If you remember shopping at Henry’s department store, you’ll probably enjoy an exhibit and sale running through Feb. 7 at The Workroom.
The show features drawings by Della Riley, who was a fashion illustrator for Henry’s, Shepler’s and other Wichita clothing stores during the 1960s and 70s.
In December, Autumn Fortune, who has a booth at Paramount Marketplace and The Workroom’s Ballroom collective, was shopping at the Wichita Flea Market when she bought six boxes of materials from a seller there. They turned out to be the personal archives of Riley, including original drawings used as advertising proofs, prints and copies of newspaper advertisements.
“Reviving Wichita History: The Advertising Art of Della Riley” is the title of the show.
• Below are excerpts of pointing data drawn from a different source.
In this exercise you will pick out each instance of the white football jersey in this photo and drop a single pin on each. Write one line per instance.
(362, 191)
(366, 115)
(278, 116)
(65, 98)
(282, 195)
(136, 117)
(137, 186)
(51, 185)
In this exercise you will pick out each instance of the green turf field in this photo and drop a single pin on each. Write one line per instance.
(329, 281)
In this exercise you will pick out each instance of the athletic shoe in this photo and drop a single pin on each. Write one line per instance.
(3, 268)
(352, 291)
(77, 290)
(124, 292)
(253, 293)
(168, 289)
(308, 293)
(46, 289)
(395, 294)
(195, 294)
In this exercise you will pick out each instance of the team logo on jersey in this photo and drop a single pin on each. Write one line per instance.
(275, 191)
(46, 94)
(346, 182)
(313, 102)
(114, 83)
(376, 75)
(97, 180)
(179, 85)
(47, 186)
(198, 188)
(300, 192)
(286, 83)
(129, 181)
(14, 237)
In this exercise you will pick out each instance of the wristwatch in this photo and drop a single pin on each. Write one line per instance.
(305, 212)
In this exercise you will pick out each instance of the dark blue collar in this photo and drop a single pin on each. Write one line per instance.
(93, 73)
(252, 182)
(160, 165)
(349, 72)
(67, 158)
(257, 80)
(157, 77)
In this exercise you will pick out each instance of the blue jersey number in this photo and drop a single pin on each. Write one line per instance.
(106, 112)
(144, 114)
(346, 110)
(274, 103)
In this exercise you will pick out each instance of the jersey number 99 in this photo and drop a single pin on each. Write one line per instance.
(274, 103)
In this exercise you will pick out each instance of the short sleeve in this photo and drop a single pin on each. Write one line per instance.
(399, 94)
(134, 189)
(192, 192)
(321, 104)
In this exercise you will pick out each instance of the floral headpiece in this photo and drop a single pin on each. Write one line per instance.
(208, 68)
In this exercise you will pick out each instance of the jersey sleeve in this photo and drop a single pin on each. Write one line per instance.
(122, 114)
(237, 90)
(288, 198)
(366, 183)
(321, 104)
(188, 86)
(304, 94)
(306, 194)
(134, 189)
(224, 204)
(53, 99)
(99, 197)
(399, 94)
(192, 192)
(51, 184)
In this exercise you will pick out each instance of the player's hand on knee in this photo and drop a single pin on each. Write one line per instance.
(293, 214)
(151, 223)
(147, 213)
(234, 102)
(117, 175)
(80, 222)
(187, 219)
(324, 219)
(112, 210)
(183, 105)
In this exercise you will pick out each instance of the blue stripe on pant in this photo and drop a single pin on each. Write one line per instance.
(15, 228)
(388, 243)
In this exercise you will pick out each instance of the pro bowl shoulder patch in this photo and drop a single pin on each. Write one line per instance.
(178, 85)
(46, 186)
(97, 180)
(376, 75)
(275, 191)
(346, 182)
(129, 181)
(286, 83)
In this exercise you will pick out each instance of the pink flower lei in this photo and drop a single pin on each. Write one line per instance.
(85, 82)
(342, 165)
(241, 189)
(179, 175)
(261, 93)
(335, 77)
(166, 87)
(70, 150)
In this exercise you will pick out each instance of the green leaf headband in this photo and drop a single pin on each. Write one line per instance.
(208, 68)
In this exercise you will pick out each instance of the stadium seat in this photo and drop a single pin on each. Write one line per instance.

Fortune called Riley’s style “quintessential mid-century modern.”
Fortune hasn’t been able to find out much about Riley, who died in 2008, but the show’s Jan. 10 opening attracted several people who knew her.
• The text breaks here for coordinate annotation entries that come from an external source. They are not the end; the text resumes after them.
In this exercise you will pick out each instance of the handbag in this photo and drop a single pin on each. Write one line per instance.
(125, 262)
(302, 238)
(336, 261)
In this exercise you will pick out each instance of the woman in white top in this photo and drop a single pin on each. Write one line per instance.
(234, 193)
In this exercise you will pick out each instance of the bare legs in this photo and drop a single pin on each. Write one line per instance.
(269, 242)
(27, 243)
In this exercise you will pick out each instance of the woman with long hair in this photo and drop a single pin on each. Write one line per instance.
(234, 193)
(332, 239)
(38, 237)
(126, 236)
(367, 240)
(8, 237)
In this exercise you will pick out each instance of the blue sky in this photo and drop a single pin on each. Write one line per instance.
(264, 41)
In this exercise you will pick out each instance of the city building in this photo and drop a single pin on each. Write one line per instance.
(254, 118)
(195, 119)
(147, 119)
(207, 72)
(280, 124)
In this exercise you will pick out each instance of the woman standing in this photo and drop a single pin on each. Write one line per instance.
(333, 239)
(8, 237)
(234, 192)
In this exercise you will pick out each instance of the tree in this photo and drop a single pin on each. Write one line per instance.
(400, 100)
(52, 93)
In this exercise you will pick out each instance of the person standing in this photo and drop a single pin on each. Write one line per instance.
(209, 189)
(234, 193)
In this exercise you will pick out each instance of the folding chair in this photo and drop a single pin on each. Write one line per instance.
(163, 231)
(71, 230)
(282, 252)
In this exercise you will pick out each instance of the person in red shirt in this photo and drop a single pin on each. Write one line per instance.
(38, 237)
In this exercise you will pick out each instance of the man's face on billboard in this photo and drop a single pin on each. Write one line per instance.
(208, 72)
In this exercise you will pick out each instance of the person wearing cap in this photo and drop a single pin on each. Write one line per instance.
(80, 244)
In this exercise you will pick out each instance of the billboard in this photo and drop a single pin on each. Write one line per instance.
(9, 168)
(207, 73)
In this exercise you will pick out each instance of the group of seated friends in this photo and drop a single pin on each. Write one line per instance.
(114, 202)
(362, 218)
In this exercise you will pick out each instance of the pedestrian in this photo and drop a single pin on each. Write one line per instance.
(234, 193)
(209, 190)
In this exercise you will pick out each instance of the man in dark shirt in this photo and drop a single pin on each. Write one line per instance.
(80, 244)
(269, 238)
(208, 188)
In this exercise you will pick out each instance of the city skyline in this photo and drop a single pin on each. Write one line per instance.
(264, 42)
“We had a quite a few people who had worked Della or worked with her son at Shepler’s,” Fortune said. “I even had the niece of Harry Shelper come and buy some of her art.”
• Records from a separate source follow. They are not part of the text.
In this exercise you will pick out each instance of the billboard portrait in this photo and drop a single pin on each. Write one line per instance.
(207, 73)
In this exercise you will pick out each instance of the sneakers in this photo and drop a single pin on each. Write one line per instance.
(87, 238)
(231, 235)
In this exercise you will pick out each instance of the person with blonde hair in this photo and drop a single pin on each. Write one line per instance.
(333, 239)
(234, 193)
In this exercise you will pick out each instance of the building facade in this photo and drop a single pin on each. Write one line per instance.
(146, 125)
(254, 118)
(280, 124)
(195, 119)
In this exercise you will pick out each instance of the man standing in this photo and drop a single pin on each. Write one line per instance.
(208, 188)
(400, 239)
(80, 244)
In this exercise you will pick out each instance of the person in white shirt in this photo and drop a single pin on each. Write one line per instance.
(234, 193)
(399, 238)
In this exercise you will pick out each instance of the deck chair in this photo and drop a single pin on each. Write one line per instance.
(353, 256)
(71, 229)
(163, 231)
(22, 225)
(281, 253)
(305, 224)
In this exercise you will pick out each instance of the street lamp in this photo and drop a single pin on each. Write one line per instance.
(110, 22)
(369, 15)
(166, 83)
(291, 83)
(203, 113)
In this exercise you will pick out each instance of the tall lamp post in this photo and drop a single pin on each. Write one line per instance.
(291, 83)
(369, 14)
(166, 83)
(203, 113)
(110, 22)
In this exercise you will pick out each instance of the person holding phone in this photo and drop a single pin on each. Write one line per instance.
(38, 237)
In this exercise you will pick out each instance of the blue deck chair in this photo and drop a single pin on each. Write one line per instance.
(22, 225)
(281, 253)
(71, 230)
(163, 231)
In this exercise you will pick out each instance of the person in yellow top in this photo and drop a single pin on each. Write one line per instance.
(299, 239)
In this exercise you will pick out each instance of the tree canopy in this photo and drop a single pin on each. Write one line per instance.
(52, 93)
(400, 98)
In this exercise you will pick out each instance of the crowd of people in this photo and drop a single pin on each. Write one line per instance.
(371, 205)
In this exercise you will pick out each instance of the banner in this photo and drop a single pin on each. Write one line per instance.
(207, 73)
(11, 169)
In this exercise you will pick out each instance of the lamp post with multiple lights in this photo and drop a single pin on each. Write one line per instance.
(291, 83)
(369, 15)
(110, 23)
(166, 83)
“And I had quite a few people talk about Henry’s and how it was so influential. That was the first place they rode an elevator, and that stuck with them. And how it was just the pinnacle of class and customer service.”
According to a short obituary in the Eagle, Riley was 88 when she died and had been active in the Wichita Doberman Club, according to online comments on her obituary. One person wrote that a “sweeter kinder person would be hard to find,” while another remembered seeing Riley work upstairs at Shepler’s, then seeing her ads in the newspaper.
The pieces in the show are for sale from $30 to $100. The Workroom is located at 523 W. Douglas, on the first floor of the Eaton apartments building.